Caring for the Yellow-Collared Macaw
Yellow-collared macaws, like many other mini macaw species, have a reputation for attaching themselves to the person who cares for them most. They crave attention and interaction and, because of this, they're not a good choice if you don't have several hours a day to devote them.
While yellow-collared macaws are generally not as noisy as larger macaws, they are more than capable of being quite loud when the mood strikes. Some people even compare their call to a gull. This means they may not make the best apartment or condominium pet.
Many yellow-collareds are gifted talkers, though. They are capable of saying several words and phrases. Some owners have noted that the yellow-collared macaw is able to speak with more clarity than larger species. Even so, no parrot is ever guaranteed to talk, and a bird should not be purchased for its talking ability alone.
These mini macaws are little escape artists, which stems from their curious and sometimes naughty personality. Steps should be taken to provide a cage that is safe and secure.
All in all, the yellow-collared macaw is a lively, engaging bird that can make an extraordinary companion for the right owner. Given the right amount of training, discipline, and love, these birds can become loyal and affectionate pets that form deep and long-lasting bonds with their owners.
If you are interested in a macaw or any type of parrot, don't overlook this species in favor of a larger or more colorful bird. They're readily available in the pet trade and should be pretty easy to find. Visit a few birds and, once you interact with a yellow-collared macaw, you will see that these little beauties can be larger than life!
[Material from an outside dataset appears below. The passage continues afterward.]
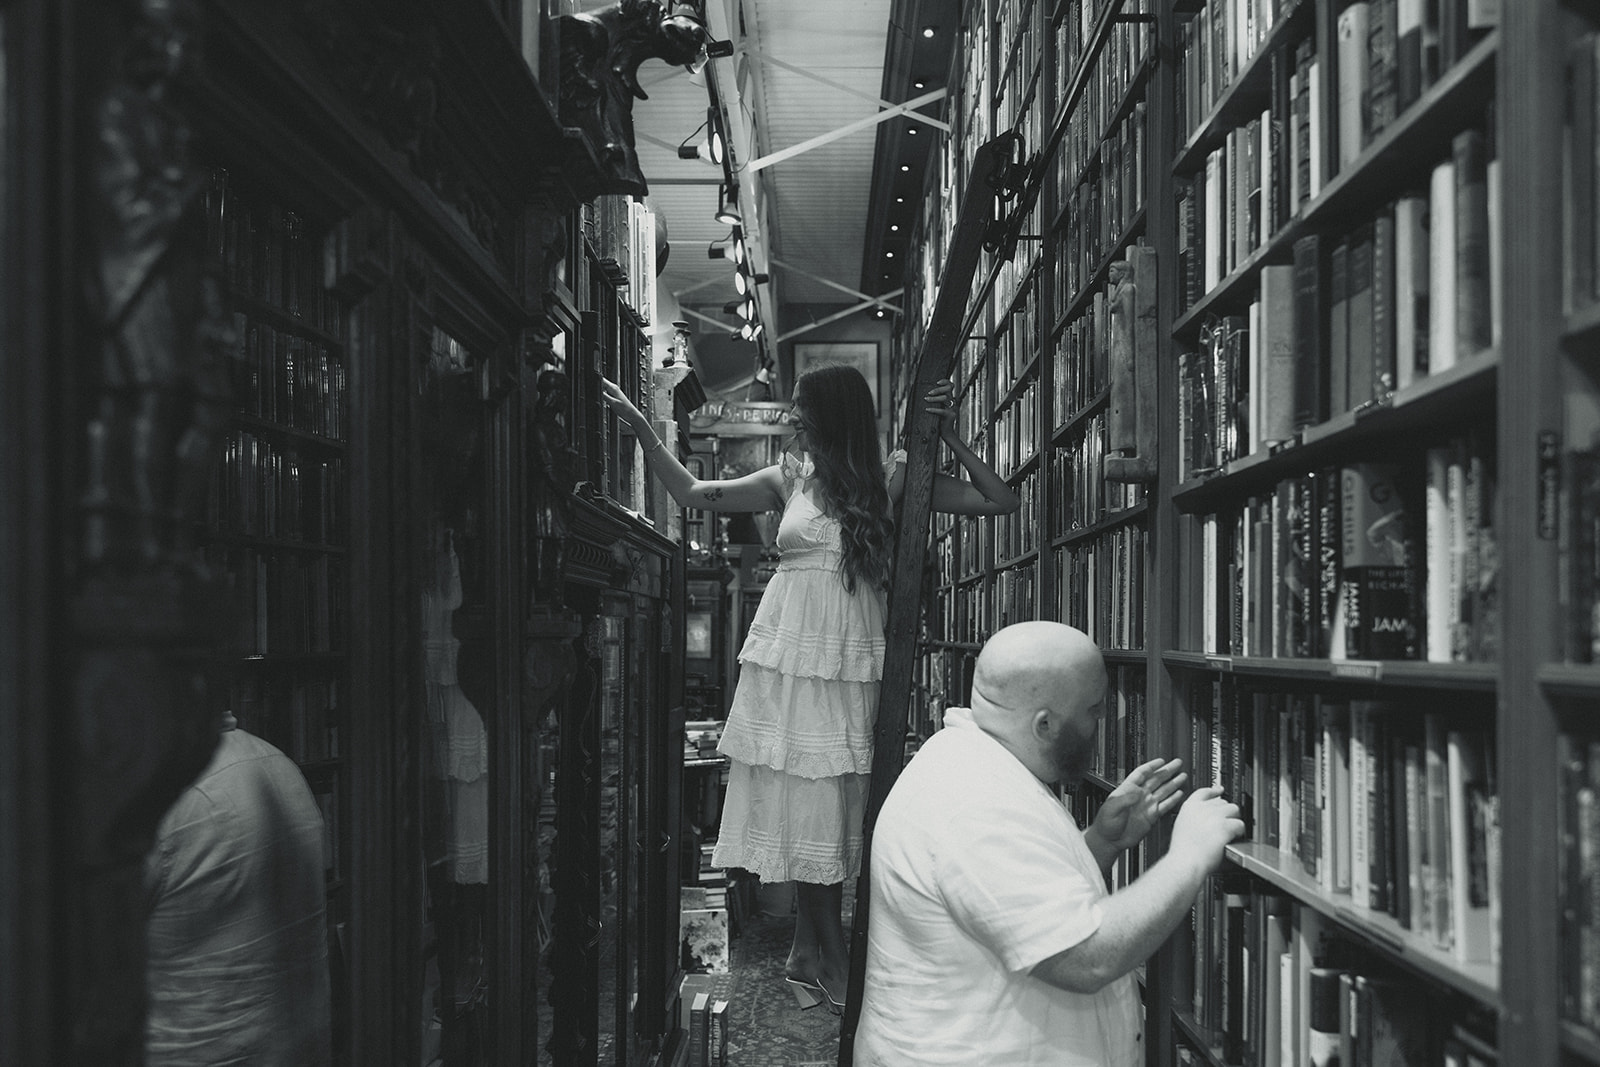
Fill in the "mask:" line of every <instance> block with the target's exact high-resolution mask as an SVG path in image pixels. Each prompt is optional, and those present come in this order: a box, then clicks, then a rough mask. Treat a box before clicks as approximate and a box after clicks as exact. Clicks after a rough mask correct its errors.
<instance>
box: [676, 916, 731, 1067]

Feeding the Yellow-Collared Macaw
Although the range of wild yellow-collared macaws is relatively small, it includes several different countries. This provides the birds with a great variety of local fruits, nuts, seeds, and vegetation to eat. A pet yellow-collared should be fed a diet that is just as varied.
Offer your bird a high quality extruded pellet, as well as fresh fruits and vegetables daily. Supplement that with seeds and nuts to keep him healthy and happy. Fresh water to drink should always be available.
Yellow-collared macaws live to play and they need a roomy cage that seems too big for their small size.
It's also important that they're allowed adequate time out of the cage to maintain their physical and mental health.
Make sure that your macaw gets a minimum of one to two hours of playtime outside of the cage each day to let him stretch and exercise his legs, beak, and wings. This is also an opportune time to work on training, whether it be talking or fun bird tricks. They love to clown around and you'll have lots of fun bringing out this part of their personality.
When outside the cage, a sturdy play stand with a place for treats and toys is essential for these playful little acrobats. It will become their home away from home and ensures they get to remain part of the household action.
Parrots tend to do better with positive reinforcement, so remember to ignore bad behavior and reward good. When your macaw gets a little unruly out of the cage, sometimes all it takes to correct the behavior is to place him back on his perch. With a little patience, he'll learn what will keep you happy, which is all he really wants.
Good parrot toys should be tough and plentiful in and out of the cage. The yellow-collared macaw needs to stay busy, so the more bird-safe toys you can give your bird, the happier he'll be. Wood, leather, and rope are great materials and be sure to have backups available so you can replace worn toys.
Another essential is a dish of water for a bird bath. These macaws are delighted with water and will splash around to their heart's content if given the chance.